To qualify, the used Leaf must meet several requirements:

  • The model year must be at least two years earlier than the current calendar year (e.g., a 2023 model or older if purchased in 2025).
  • The purchase must be from a licensed dealer, as private sales do not qualify.
  • The sale price cannot exceed $25,000.
  • It must be the first transfer of the used vehicle to a qualified buyer since August 16, 2022.

The income limitations for the used credit are lower than for the new credit. A buyer’s MAGI cannot exceed $150,000 for married couples filing jointly, $112,500 for heads of households, or $75,000 for other filers. A taxpayer can only claim the Used Clean Vehicle Credit once every three years.

Information and Documentation Required to Claim a Credit

To claim a clean vehicle credit, a buyer must obtain a time-of-sale report from the seller at the time of purchase. This document, also known as Form 15400, Clean Vehicle Seller Report, contains the dealer’s name and tax ID, the vehicle identification number (VIN), battery capacity, date of sale, and the sale price. This information is used to complete IRS Form 8936, Clean Vehicle Credits.

Dealers must be registered with the IRS Energy Credits Online portal and submit the time-of-sale report electronically. Without this submission by the dealer, the IRS will reject any claim for the credit. The buyer must receive a copy of this submitted report from the dealer.

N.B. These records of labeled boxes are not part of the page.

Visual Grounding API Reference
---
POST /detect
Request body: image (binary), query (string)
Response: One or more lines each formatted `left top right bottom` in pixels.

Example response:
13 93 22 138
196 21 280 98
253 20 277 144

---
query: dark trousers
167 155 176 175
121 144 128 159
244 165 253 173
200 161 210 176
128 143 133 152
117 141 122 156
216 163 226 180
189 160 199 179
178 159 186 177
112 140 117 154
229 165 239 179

How to Claim the Tax Credit

A buyer has two options for claiming the tax credit. The first is to transfer the credit to the dealer at the point of sale. This acts as an immediate rebate, reducing the vehicle’s purchase price. The dealer provides the financial benefit upfront and is later reimbursed by the IRS.

To use this option, the buyer must attest to the dealer that they meet the income eligibility requirements. If a buyer transfers the credit but later finds their income exceeds the MAGI limit, they must repay the credit amount to the IRS when filing their tax return. The buyer must still file Form 8936 with their tax return to report the transfer.

The second option is to claim the credit on an annual tax return. The buyer pays the full purchase price and then files the completed Form 8936 with their Form 1040. The credit is nonrefundable, meaning it can reduce a taxpayer’s tax liability to zero, but any excess amount is not paid out as a refund.